So now we'll get into, we'll think about what two stage least squares is, and

why it might work.

So, two stage least squares is a method for

estimating a causal effect in an instrumental variables setting.

So first, we'll assume that Z is a valid instrumental variable, so

it affects treatment and the exclusion restriction is met.

And so, what is stage 1?

So, two stage least squares is well named, because there's two stages.

So stage 1, what we'll do is we'll regress the treatment received, A, and

the instrumental variable, Z.

And so here, our error term is seems to be independent,

means 0 constant variance.

And we randomize Z, or we've assume Z is randomized.

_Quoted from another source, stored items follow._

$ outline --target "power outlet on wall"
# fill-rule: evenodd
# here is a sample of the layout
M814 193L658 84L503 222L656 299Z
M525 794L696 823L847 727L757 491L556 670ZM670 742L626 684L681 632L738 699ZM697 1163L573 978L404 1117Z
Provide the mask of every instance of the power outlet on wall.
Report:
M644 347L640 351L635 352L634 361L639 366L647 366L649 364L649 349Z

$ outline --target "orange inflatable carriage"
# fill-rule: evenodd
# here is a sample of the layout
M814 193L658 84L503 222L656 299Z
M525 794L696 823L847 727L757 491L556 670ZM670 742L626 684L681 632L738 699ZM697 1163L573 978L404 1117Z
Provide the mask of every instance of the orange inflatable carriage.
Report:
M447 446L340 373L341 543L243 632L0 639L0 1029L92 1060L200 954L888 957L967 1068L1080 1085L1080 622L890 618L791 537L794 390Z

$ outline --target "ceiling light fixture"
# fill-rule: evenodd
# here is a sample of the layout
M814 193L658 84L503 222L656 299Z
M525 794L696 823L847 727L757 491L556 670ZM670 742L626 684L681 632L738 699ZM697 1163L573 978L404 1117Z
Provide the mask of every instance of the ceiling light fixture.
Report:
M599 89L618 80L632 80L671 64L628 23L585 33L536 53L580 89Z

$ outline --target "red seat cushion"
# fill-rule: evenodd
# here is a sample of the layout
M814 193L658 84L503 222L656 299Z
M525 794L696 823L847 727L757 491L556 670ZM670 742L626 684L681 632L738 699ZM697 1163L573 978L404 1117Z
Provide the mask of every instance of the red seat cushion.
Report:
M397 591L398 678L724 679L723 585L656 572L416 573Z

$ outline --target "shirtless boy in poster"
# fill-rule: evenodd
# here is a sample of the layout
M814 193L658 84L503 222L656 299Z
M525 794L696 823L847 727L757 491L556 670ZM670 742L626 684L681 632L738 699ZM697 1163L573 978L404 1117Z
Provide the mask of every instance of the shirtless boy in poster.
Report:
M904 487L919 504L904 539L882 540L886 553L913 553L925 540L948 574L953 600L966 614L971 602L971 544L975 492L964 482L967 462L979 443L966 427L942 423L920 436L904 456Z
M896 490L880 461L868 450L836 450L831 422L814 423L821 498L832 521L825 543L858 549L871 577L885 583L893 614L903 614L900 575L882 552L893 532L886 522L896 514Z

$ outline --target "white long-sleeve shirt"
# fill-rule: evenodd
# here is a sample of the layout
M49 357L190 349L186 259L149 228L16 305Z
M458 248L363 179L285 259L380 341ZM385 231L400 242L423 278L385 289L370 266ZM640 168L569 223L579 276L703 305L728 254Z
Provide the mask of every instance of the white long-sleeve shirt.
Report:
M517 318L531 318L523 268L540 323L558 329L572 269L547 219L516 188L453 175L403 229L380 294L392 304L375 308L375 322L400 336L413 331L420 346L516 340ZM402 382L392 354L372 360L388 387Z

It's an instrument we've assumed it's randomized.

So, because of that Z and the error term should be independent.

So we have what looks like a standard kind of linear model.

So Z related to A.

And then we can obtain a prediction.

So we can estimate these two parameters, we have two parameters, alpha 0 and

alpha 1.

We can estimate those using least squares.

And we'll call that alpha-hat, alpha-zero-hat and

alpha-one-hat, and then we could obtain a predicted value of A for each person.

So we'll call that A-hat.

So A-hat i is a predicted value of treatment for subject i.

And that can be just written as alpha 0 hat plus Zi times alpha 1 hat,

so Zi is the value of Z for person i.

So in other words,

what we're doing here is we're getting a predicted value of A given Z.

So for person i for example, to have a particular value of Z.

And then what we're recording this A hat is what we would predict

based only under Z, as what their treatment would be, right?

So this isn't treatment received, this is just based on their instrument,

based on the value of the instrument.

What do we think, what really did we think they would get?

So that's what A-hat is.

So this is in stage one, as you just carry out a standard regression,

a standardly squares, then you can just get a predicted value of the outcome.

The outcome here is treatment received.

So if the stage one is very standard, you can just use regression software and

get a predicted value for each person.